Atif Jabbar

Personal information
- Full name: Rana Mohammad Atif Jabbar
- Born: 15 June 1990 (age 36) Sheikhupura, Punjab, Pakistan
- Batting: Right-handed
- Bowling: Right-arm medium-fast
- Role: Bowler

Domestic team information
- 2011/12: Sialkot Stallions
- 2012/13–2013/14: United Bank Limited
- 2013/14: Dera Murad Jamali Ibexes
- 2017: Lahore Blues
- 2017/18: Faisalabad
- 2016/17–2018/19: National Bank of Pakistan

Career statistics
| Competition | First-class | List A | Twenty20 |
| Matches | 29 | 20 | 12 |
| Runs scored | 164 | 33 | 2 |
| Batting average | 5.85 | 16.50 | 0.66 |
| 100s/50s | 0/0 | 0/0 | 0/0 |
| Top score | 32 | 10* | 1 |
| Balls bowled | 4,913 | 842 | 240 |
| Wickets | 99 | 27 | 7 |
| Bowling average | 28.20 | 25.22 | 45.57 |
| 5 wickets in innings | 5 | 0 | 0 |
| 10 wickets in match | 2 | 0 | 0 |
| Best bowling | 7/74 | 4/48 | 3/25 |
| Catches/stumpings | 9/– | 2/– | 2/– |
- Source: Cricinfo, 13 April 2026

= Atif Jabbar =

Pakistani cricketer

Rana Mohammad Atif Jabbar (born 15 June 1990) is a Pakistani former cricketer.
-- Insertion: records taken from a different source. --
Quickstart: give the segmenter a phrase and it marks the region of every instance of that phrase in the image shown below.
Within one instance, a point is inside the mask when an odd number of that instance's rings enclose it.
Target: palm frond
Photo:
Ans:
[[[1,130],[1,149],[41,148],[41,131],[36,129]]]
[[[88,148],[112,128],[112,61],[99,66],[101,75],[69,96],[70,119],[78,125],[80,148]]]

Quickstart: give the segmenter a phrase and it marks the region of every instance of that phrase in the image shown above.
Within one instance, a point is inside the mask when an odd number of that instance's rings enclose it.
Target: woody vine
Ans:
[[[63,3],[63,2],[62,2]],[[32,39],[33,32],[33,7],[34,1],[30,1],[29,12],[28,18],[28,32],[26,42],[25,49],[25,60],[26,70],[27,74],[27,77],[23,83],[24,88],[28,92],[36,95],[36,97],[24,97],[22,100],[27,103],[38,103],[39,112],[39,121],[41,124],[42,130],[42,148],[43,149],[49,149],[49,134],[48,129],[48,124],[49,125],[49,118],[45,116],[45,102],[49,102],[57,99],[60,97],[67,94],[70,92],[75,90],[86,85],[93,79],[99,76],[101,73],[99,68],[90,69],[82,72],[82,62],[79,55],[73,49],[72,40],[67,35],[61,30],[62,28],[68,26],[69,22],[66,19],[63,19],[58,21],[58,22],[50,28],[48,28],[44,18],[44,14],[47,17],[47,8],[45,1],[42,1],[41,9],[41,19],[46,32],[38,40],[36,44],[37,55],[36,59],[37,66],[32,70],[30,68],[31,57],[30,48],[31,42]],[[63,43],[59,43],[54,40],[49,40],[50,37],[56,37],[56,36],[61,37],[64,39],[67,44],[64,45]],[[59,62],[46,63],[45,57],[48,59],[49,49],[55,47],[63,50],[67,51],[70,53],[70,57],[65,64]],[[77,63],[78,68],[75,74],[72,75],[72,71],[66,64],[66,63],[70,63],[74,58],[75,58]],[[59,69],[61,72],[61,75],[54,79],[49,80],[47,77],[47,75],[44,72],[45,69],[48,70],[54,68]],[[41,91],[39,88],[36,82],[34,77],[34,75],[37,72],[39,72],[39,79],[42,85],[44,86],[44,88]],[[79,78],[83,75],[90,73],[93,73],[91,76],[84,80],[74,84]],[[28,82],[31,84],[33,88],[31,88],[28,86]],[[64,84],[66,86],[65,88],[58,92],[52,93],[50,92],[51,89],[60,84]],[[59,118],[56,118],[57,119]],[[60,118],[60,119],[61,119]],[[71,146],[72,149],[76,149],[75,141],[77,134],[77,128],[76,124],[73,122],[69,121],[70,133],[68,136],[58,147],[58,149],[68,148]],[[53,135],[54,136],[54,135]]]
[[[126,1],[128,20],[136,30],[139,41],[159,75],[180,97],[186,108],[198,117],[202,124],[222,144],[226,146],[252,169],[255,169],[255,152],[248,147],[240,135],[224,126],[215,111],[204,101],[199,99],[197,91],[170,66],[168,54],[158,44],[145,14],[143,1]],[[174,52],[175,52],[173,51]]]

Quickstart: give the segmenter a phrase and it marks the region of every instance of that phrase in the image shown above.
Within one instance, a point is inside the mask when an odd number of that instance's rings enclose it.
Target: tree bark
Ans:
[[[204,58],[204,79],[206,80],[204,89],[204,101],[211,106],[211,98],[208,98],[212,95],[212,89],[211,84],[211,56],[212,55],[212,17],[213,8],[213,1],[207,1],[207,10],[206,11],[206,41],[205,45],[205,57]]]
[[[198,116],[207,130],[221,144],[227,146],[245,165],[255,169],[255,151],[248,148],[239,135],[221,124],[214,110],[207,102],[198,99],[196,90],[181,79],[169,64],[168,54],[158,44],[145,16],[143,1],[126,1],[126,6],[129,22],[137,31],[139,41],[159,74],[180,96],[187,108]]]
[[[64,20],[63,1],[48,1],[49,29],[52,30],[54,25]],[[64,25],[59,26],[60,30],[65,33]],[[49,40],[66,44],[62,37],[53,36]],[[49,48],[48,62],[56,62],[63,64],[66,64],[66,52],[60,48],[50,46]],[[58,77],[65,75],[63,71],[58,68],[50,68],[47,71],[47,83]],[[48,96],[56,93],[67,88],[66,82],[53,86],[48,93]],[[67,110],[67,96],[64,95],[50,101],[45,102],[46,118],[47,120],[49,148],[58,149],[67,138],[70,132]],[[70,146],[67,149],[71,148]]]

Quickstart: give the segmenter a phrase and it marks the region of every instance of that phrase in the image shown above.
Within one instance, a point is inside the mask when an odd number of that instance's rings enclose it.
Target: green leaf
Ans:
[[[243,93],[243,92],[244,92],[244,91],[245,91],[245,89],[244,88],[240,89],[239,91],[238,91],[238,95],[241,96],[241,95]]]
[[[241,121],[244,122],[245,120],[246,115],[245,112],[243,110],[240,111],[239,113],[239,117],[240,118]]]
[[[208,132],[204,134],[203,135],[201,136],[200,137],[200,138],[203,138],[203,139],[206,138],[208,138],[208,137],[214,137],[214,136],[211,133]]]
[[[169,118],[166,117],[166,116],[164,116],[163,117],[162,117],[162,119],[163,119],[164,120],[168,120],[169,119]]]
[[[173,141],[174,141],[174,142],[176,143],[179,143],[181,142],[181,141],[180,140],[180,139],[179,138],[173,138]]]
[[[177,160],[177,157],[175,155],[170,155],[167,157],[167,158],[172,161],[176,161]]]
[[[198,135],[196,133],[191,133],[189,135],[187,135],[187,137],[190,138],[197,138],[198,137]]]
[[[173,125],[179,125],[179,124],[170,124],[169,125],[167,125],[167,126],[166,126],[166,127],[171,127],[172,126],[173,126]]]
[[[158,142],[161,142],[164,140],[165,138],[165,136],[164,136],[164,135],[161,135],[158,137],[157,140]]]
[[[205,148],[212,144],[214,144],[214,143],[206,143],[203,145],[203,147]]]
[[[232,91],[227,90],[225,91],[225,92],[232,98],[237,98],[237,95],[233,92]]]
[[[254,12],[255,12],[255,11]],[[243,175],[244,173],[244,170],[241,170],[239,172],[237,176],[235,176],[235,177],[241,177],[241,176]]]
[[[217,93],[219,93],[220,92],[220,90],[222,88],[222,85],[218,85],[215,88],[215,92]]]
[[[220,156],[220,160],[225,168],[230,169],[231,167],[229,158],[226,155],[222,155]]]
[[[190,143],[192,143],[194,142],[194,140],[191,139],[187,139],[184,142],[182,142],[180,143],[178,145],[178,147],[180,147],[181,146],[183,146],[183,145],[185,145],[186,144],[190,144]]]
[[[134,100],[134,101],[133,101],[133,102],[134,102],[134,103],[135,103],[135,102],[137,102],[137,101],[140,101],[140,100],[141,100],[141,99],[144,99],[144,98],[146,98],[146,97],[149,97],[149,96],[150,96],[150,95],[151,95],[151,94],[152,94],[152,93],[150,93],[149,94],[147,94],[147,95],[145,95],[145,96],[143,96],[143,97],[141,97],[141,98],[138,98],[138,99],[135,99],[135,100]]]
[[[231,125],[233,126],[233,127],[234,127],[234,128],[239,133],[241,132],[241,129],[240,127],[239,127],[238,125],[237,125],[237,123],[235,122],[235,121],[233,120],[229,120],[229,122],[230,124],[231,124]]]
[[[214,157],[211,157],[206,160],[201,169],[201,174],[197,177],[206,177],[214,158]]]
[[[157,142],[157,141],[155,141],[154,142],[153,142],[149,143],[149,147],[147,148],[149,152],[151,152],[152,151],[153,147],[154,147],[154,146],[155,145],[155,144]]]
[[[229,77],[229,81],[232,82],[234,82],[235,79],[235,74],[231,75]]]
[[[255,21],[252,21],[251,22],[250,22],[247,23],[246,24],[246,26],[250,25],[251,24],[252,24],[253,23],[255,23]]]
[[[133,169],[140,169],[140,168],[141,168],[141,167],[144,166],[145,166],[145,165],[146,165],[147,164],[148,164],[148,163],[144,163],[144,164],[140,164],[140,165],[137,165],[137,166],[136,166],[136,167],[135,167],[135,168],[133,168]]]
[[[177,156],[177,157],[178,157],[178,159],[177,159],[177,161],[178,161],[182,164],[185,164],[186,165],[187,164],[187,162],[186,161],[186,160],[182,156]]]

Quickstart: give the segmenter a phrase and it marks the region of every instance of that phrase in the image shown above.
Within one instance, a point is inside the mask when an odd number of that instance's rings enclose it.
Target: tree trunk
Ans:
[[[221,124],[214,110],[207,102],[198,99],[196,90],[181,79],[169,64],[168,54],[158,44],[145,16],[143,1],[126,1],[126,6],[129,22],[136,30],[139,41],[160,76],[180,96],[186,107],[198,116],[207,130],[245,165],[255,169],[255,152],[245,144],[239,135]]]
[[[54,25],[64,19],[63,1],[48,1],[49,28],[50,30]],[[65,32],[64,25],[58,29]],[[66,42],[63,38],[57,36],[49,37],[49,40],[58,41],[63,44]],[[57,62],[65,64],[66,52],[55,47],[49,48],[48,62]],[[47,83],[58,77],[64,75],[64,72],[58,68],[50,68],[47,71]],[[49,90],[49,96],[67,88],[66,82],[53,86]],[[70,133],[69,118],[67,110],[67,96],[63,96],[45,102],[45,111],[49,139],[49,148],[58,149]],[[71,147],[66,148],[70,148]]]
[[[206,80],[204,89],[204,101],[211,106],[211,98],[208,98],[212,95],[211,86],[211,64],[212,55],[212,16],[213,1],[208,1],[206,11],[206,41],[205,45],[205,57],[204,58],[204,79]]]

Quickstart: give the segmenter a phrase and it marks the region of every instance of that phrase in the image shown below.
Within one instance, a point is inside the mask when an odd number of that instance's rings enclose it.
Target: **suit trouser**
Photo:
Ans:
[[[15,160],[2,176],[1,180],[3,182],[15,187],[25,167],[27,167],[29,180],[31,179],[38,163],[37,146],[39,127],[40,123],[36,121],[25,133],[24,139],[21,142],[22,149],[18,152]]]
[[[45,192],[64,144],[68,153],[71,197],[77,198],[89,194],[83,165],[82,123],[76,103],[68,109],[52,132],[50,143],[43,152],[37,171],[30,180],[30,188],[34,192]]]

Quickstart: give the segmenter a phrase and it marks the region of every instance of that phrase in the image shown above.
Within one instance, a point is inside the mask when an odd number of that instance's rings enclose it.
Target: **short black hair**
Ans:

Jabbar was a right-handed batsman who bowled right-arm medium-fast. He was born in Sheikhupura, Punjab.

Jabbar made his List A debut for the Sialkot Stallions against the Wolves in March 2012. Later that year, he made his first-class debut for United Bank Limited against Habib Bank Limited. He made his Twenty20 debut for United Bank Limited against WAPDA in July 2013. During his domestic career, he also represented the Dera Murad Jamali Ibexes, National Bank of Pakistan, Faisalabad and Lahore Blues.

Jabbar's most notable performances came in the 2016–17 Quaid-e-Azam Trophy Super Eight. Playing for the National Bank of Pakistan, he took 7 for 74 in the second innings against United Bank Limited, giving him match figures of 11 for 114. He followed that by taking 5 for 43 and 5 for 50 against Khan Research Laboratories, recording another ten-wicket match haul of 10 for 93. His back-to-back ten-wicket hauls took his season tally to 50 wickets in 10 matches.

In March 2017, Jabbar was named in a 39-player emerging camp selected by the Pakistan Cricket Board. He was also the leading wicket-taker for the National Bank of Pakistan in the 2018–19 Quaid-e-Azam Trophy, with 21 dismissals in seven matches.